Не знала тогда, не знаю и сейчас, как же я всё-таки отвечала – хорошо или плохо. Знаю только, что Н.А. сказал: «Зачет я вам, конечно, поставлю, но я хотел бы, чтоб в дальнейшем ваши ответы на экзаменах были более каноническими.» Я не совсем поняла, что именно он имел в виду, но вот так Н.А. разговаривал со студентами, не опускаясь до их уровня, будь они хоть первокурсники еще.

В следующем году я (тоже с огромными трудностями) перешла на только что образовавшееся отделение структурной и прикладной лингвистики. И на нем вообще не было литературы – вместо нее была математика. И я жалею, что не прослушала ни одного курса литературы – но как-то теоретически. А вот что могла, вроде бы, но не слушала античную литературу у Н.А. – до сих пор обидно до слез.

Время от времени приходится мне преподавать русскую литературу американским студентам. Они, конечно, настолько ничего не знают, что хватает и моей квалификации, но насколько лучше бы я это делала, если бы прослушала даже этот один-единственный курс у Н.А. ...

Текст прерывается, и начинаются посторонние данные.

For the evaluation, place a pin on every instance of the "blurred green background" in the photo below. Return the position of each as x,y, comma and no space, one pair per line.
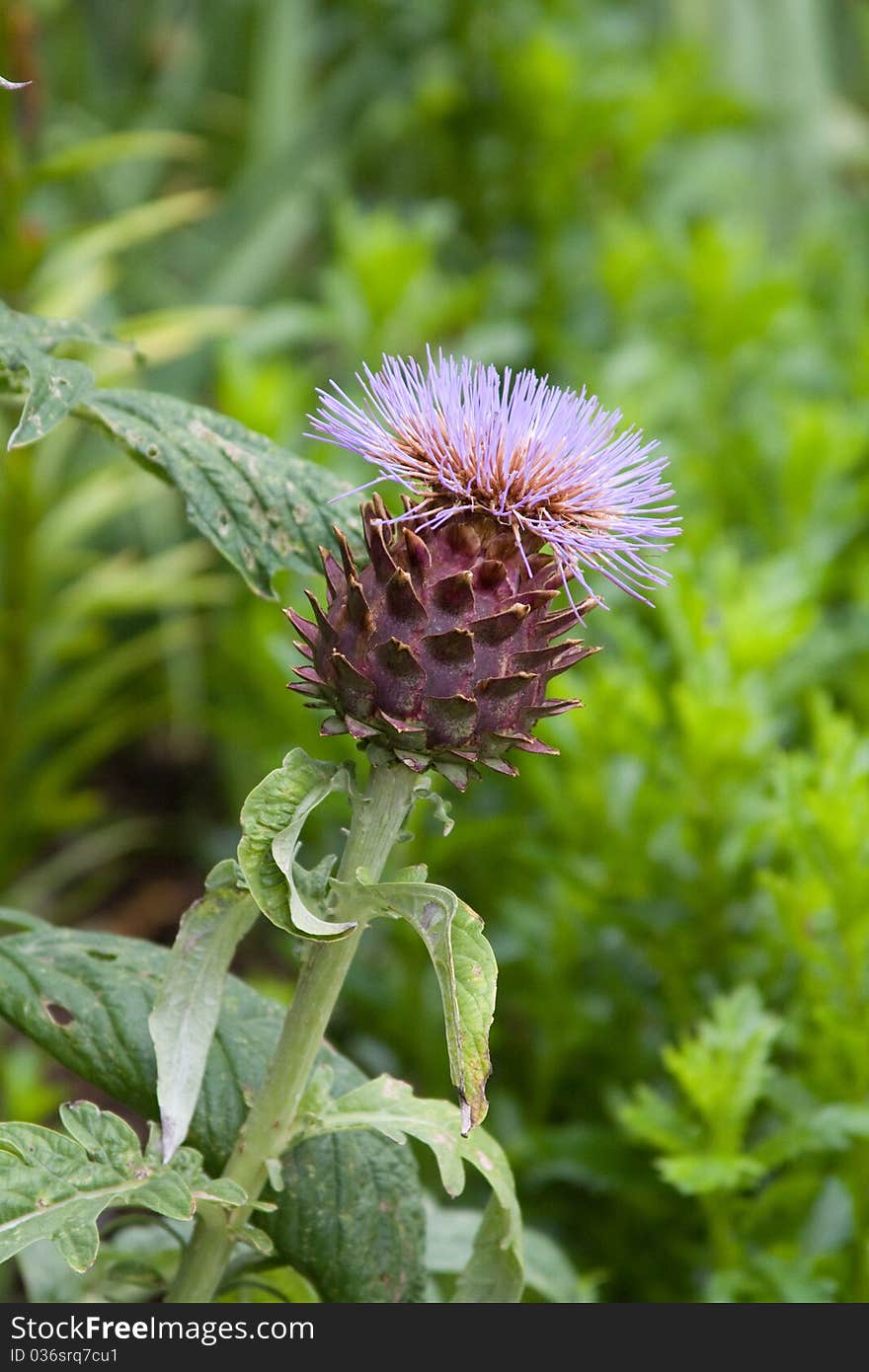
665,202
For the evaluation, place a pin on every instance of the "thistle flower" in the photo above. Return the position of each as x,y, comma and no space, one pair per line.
440,648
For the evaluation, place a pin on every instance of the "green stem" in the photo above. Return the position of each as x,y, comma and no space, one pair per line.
376,823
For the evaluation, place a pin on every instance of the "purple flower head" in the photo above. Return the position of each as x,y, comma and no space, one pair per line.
549,463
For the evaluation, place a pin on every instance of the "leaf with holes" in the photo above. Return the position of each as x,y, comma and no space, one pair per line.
55,1185
351,1214
187,1006
52,386
467,974
263,507
272,820
495,1272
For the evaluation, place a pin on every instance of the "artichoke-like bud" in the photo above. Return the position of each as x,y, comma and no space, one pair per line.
440,648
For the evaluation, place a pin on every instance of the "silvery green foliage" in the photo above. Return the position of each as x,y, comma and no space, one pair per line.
351,1212
55,1185
189,1002
261,506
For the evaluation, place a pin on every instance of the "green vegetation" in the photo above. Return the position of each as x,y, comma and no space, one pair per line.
668,203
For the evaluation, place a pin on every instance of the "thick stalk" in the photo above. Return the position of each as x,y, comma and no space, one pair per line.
376,823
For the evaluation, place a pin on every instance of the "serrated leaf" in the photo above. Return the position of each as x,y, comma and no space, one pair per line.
187,1005
467,975
261,506
495,1272
351,1216
272,820
722,1068
648,1115
168,1193
78,1245
103,1135
55,1185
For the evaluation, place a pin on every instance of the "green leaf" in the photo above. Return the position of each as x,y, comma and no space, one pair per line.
700,1174
272,820
351,1214
722,1069
55,1185
55,386
263,507
187,1006
549,1272
648,1115
52,386
132,144
495,1272
496,1269
467,974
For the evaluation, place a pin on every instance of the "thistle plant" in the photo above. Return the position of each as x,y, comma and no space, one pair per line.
435,643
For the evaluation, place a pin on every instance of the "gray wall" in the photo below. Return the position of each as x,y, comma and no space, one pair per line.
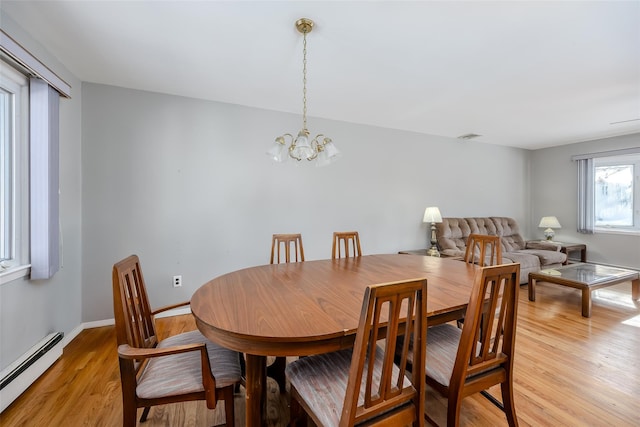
186,185
31,310
554,183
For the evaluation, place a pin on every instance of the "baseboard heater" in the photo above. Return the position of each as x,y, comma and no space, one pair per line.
17,377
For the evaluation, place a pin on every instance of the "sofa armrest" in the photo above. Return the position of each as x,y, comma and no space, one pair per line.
538,244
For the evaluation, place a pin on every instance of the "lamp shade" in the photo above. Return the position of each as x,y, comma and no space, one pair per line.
549,222
432,214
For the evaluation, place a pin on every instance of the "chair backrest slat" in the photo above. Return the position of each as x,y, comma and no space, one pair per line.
285,241
483,250
389,311
490,322
135,324
347,240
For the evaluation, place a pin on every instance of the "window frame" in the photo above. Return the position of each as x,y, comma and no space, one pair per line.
17,264
587,186
634,161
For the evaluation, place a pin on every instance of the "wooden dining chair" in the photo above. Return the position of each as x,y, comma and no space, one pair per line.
285,242
350,243
483,249
467,361
363,384
180,368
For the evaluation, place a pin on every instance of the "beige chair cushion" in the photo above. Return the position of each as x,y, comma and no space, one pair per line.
182,373
321,382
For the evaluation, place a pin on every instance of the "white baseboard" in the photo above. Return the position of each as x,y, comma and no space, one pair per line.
27,377
17,386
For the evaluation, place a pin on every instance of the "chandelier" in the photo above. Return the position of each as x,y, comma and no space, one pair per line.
321,148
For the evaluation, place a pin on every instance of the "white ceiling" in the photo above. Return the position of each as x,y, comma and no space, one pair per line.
528,74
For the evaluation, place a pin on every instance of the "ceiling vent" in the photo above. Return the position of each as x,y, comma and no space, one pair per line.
469,136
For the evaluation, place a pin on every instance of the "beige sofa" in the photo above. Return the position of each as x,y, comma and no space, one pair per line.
452,234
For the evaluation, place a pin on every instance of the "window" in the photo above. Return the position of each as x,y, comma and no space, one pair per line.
609,191
14,170
614,192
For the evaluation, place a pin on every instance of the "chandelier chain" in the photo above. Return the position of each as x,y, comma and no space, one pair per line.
304,80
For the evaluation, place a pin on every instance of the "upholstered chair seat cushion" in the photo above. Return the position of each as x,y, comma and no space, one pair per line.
185,369
321,381
442,348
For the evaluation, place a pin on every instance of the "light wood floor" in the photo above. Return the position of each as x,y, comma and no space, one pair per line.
569,371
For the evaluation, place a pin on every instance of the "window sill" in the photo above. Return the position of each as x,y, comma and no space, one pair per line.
12,273
617,231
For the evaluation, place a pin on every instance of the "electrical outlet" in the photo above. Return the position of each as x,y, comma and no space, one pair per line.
177,281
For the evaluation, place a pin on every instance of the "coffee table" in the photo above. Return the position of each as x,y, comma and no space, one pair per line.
586,277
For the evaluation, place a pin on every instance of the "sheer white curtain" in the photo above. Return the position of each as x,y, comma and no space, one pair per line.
585,196
586,183
45,90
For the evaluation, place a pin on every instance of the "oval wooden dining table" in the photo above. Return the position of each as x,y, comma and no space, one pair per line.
310,307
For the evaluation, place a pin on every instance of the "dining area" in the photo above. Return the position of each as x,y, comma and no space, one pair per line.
297,310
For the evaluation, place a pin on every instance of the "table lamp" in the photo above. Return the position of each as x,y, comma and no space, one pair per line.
432,215
549,222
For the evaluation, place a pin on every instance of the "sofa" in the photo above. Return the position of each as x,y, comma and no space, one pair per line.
452,234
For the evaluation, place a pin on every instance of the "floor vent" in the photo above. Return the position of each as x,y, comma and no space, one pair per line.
23,372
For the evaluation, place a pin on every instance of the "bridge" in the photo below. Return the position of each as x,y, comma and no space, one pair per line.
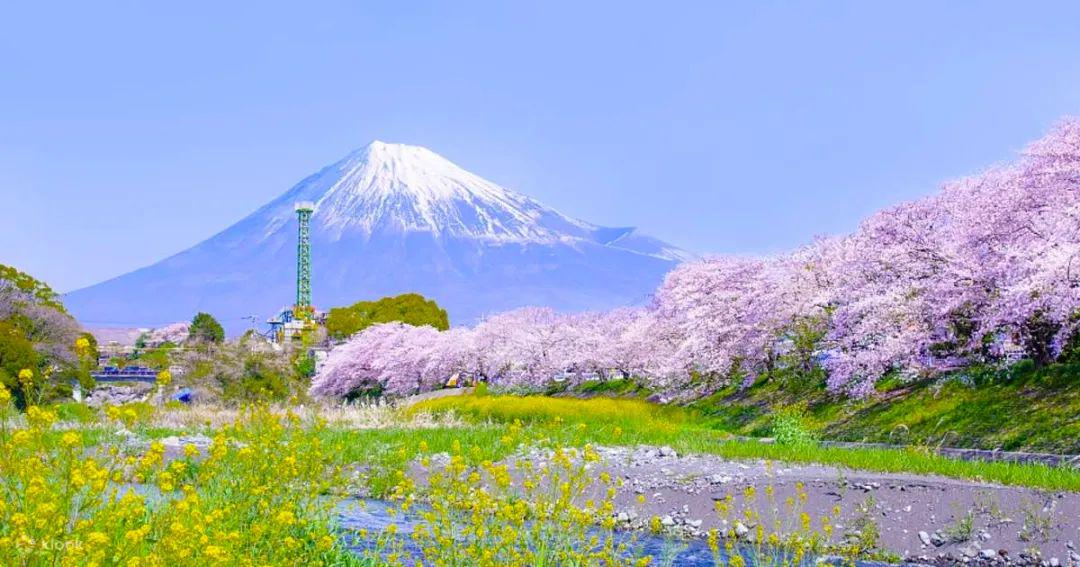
127,374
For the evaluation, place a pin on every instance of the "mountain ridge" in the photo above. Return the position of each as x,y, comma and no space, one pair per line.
392,218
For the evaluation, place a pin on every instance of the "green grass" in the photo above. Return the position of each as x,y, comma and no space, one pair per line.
1024,409
629,422
593,413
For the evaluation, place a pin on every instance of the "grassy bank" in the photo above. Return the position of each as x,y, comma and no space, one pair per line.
1025,409
612,421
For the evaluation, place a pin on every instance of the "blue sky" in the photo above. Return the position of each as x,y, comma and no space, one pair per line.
130,131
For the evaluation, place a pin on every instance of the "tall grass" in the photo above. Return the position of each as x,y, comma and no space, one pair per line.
629,422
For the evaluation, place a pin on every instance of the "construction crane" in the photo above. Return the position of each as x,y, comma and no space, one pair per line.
304,211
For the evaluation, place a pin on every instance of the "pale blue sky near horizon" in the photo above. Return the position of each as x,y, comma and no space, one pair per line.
131,131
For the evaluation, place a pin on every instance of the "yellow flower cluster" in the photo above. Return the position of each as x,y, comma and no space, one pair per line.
256,498
483,513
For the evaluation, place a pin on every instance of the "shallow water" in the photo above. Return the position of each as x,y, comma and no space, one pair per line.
373,515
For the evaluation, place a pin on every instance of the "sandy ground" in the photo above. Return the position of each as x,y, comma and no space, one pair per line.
919,517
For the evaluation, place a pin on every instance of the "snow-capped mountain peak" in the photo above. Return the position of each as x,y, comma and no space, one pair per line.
402,188
391,218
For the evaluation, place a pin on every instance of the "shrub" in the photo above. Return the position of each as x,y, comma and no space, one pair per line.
790,428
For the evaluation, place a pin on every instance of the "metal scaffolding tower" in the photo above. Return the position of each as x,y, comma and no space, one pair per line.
304,211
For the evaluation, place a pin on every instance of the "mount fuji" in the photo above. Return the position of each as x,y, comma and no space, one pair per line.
391,218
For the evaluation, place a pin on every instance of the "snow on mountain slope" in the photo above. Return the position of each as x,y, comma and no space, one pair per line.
392,218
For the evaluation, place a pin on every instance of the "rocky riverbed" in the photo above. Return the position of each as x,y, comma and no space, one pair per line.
921,518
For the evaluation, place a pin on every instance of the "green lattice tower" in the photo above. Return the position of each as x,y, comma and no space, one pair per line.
304,211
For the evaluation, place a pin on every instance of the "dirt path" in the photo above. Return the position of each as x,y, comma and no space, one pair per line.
925,518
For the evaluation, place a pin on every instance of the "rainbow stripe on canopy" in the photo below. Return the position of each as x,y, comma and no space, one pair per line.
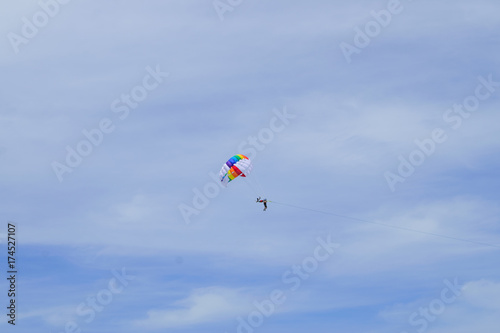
238,165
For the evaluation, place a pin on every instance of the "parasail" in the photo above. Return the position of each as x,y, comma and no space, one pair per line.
238,165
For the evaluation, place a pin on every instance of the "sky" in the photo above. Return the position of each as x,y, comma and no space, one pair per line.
372,127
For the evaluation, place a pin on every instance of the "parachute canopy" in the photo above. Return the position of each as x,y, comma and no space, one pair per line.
238,165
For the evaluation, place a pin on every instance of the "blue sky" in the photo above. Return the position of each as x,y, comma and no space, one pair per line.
115,116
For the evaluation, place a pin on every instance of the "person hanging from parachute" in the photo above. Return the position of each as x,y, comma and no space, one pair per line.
238,165
264,201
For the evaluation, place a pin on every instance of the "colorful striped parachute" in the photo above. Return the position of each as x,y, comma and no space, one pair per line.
238,165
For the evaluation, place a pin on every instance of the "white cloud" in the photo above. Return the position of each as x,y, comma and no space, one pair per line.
204,305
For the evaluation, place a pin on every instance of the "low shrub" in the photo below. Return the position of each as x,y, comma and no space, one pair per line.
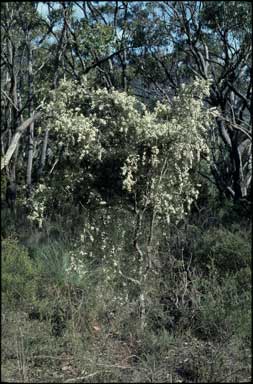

А чтобы все мои хорошие слова о Н.А. не воспринимались как дежурные юбилейные славословия, – кто ж не будет хвалить юбиляра: полагается! – приведу свидетельство 1960 года. Сентябрь. Я пытаюсь перевестись на отделение структурной лингвистики и пишу, как идут дела, в письме к маме, которая в это время в другом городе:

«Декан сказал: «На первый курс мы можем только принимать, а вот с третьего на второй курс мы ее переведем.» Я считаю, что это хорошо. Я докончу свою любимую латынь у своего любимого Федорова...»

На этом я и закончу свои воспоминания – с чувством глубокой благодарности к Николаю Алексеевичу.